Conformity is a type of social influence involving a change in belief or behaviour in order to fit in with a group.
Conformity can also be simply defined as “yielding to group pressures.” Group pressure may take different forms, for example, bullying, persuasion, teasing, criticism, etc. Conformity is also known as majority influence (or group pressure).
It has been known to be a prominent component in the growth of patriarchy and gender stereotypes in most parts of the world.
Dr Haj further commented on the great and uncontrolled effect of conformity on the society and discusses how it can be managed.
“I believe patriarchy is bad for both men and women because men become types and copies of each other, as they tend to be in line with other men in the society to protect their image and as a result, they lose their individual identity,” she said.
“They don’t want to be different, they find it easier to go with the flow, so they won’t be criticized; they are weak and lack the strength to keep their identity as a man. Each person should be different; he/she should be able to have his say against gender roles imposed on him/her by the society as an individual.
“Even the education system here has been designed to make young ones copy of other people and they end up getting information just to get a degree or proof of education.”
Staying true to yourself takes a lot of work and a lot of sacrifices.

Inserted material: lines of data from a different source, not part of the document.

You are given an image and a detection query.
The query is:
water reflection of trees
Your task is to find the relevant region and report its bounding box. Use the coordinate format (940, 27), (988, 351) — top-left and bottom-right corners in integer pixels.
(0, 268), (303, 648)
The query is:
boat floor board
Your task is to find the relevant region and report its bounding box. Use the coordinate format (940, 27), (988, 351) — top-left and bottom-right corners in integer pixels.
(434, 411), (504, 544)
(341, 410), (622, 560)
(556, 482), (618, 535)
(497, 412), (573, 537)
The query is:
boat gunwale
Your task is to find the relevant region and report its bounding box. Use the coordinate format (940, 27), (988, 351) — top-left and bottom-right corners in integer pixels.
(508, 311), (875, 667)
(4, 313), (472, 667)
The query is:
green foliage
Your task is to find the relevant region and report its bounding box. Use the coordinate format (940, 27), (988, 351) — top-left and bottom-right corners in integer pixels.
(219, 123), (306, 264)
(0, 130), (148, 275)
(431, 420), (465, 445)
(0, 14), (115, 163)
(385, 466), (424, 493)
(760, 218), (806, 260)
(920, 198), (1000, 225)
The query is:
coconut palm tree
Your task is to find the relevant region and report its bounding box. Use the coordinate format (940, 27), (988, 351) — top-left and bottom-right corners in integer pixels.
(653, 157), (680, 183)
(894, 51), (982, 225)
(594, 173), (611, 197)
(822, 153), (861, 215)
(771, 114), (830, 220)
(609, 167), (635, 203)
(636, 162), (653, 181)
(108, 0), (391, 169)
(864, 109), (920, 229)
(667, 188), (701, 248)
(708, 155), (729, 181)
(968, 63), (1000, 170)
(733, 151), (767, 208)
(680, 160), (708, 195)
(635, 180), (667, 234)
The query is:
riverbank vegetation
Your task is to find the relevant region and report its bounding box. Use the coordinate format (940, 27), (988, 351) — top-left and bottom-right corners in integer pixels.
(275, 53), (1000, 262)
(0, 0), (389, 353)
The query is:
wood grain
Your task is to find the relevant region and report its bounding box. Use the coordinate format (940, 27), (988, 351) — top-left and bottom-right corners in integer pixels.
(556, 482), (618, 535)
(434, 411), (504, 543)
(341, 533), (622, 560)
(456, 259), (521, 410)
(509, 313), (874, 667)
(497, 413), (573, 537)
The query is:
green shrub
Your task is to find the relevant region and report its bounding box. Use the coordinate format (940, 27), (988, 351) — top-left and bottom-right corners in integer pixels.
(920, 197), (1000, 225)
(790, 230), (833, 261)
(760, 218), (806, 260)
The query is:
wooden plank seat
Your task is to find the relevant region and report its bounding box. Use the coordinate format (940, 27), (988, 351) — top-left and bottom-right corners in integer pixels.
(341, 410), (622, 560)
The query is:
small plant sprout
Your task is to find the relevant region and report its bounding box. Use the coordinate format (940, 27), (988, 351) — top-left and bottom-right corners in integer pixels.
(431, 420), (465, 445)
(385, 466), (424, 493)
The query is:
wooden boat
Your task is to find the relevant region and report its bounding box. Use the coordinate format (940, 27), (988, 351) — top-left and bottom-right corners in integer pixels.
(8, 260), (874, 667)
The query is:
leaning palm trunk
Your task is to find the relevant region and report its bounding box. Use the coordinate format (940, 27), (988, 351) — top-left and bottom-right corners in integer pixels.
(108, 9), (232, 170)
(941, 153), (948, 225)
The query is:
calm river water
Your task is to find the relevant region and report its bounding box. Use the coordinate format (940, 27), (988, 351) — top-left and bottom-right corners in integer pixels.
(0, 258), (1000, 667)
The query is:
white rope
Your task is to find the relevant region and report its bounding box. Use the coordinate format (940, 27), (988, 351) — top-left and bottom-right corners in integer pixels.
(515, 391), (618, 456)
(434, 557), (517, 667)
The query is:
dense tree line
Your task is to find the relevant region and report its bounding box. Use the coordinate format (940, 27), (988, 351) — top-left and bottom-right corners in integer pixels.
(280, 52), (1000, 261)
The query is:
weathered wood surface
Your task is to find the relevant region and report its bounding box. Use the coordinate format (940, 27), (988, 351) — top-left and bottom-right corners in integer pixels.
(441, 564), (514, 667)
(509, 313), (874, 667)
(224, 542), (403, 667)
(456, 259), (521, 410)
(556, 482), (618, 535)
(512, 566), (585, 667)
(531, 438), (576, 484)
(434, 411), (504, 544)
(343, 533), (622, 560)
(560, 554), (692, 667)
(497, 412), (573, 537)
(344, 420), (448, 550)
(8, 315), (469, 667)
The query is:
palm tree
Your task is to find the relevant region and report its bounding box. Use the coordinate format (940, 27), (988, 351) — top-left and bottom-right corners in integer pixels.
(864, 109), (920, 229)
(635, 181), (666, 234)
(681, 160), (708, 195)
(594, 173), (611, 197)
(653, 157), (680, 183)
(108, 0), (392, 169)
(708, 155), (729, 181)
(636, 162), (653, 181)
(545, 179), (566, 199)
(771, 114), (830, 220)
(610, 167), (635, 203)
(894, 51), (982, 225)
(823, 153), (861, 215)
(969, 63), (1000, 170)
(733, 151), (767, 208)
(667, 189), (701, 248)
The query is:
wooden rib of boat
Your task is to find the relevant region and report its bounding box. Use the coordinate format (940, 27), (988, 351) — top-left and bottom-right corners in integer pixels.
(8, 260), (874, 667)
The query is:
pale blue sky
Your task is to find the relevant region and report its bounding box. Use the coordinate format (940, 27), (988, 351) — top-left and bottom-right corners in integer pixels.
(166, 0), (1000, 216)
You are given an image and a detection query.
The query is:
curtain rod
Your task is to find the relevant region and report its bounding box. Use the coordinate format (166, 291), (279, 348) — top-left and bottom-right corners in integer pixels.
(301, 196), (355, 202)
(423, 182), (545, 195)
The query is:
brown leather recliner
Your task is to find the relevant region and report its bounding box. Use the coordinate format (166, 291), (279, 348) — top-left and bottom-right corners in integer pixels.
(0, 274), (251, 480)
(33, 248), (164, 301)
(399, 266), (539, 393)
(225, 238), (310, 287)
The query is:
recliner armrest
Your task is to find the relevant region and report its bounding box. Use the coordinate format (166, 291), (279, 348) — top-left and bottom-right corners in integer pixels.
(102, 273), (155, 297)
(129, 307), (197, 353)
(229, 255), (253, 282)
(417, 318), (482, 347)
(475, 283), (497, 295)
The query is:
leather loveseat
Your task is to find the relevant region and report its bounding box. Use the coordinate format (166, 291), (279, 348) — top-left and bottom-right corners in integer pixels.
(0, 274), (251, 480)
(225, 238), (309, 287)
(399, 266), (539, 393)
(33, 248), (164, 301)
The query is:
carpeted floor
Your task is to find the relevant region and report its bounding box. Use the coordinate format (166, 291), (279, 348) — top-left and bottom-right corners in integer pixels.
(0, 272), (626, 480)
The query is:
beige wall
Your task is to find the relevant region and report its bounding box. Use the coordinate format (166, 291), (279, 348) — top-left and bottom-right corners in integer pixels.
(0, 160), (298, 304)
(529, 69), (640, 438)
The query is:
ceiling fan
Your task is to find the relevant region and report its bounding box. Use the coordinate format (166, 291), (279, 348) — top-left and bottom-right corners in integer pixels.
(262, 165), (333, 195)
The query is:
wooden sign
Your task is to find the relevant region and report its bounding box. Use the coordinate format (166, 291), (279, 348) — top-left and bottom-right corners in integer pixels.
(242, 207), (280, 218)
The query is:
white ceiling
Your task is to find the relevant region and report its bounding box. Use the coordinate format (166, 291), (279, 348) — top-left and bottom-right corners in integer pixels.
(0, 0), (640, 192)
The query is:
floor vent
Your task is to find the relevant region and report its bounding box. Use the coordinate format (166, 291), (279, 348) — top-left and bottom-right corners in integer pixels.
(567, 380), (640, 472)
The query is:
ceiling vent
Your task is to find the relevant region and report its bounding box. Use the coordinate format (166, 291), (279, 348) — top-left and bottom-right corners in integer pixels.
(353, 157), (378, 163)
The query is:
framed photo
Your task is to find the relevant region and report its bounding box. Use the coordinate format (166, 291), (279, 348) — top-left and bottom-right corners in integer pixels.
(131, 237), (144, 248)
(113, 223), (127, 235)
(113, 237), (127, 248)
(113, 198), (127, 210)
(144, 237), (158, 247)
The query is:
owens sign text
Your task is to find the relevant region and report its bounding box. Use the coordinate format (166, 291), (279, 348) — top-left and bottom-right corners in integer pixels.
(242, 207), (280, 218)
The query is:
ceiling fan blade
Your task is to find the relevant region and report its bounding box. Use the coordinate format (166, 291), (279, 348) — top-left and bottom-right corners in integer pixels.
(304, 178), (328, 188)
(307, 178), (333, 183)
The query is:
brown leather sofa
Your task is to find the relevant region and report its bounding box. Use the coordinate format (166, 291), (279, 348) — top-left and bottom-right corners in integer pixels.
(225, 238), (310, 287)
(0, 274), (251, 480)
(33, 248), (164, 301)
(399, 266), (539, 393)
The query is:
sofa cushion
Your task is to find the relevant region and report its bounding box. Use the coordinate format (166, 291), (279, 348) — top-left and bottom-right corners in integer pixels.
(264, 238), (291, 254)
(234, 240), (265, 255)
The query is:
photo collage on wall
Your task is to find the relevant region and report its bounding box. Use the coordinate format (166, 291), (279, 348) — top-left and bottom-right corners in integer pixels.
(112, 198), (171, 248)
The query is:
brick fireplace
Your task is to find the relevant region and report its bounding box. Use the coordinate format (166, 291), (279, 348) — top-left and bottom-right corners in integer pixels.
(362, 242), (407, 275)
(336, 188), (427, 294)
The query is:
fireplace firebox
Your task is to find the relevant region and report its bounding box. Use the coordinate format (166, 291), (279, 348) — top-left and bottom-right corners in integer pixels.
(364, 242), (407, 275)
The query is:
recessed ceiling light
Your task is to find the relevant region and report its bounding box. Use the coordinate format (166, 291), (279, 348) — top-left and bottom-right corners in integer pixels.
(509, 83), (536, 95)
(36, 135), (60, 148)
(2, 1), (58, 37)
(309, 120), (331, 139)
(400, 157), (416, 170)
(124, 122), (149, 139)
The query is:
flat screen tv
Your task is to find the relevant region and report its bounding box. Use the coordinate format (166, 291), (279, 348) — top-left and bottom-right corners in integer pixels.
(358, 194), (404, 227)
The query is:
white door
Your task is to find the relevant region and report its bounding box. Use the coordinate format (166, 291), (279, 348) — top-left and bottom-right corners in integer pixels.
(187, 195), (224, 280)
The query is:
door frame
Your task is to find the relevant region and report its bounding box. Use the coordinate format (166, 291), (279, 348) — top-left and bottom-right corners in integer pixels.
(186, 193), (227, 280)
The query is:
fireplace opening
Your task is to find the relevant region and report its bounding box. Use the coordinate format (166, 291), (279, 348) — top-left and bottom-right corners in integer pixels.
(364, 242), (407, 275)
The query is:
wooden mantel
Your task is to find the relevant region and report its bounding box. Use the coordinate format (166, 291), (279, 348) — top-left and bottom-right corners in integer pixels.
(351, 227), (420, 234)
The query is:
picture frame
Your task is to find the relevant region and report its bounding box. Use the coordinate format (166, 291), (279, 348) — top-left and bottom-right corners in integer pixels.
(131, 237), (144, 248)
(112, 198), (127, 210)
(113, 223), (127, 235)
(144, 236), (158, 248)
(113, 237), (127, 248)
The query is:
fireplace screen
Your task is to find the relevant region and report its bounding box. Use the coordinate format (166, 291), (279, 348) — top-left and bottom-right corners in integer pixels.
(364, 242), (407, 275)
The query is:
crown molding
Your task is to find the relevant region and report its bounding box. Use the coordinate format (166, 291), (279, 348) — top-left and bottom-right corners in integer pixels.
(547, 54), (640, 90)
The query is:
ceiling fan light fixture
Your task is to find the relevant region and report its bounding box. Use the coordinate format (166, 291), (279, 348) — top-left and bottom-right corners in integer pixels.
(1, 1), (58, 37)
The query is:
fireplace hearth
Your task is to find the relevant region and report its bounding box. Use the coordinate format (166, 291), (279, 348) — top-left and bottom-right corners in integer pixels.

Perhaps the greatest sacrifice is learning that staying authentic to yourself means letting go of so many falsehood and misconceptions of who you truly are.
Dr Sumaya Haj further explained how being different had been seen as something on the negative side and should rather be a positive tool.
“Humanitarians these days have highlighted the prospects of being different as a key move to make a more progressive society. When we look at objects, the more colours they have, the more interest and beauty they create,” she said.
“Difference has been understood as a negative idea, and on a clearer view, it is a positive thing that should be celebrated.”
Maya Angelou said “we all should know that diversity makes for a rich tapestry and we must understand that all the threads of the tapestry are equal in value no matter what their colour.”
Humanism, by the International Humanist and Ethical Union is defined as a democratic and ethical life stance which affirms that human beings have the right and responsibility to give meaning and shape to their own lives.
This view gives solutions and covers the worriment of societies and people struggling against gender stereotypes and Patriarchal systems.
Dr Sumaya Haj is an assistant professor of English literature at Zarqa University, Jordan. Her main interests are research and teaching. She has been active in different literary studies, such as postcolonialism, feminism, cultural studies, modern and postmodern poetry and psychoanalysis.
Her goal has always been to help her students build up their unique personalities through learning and unlearning.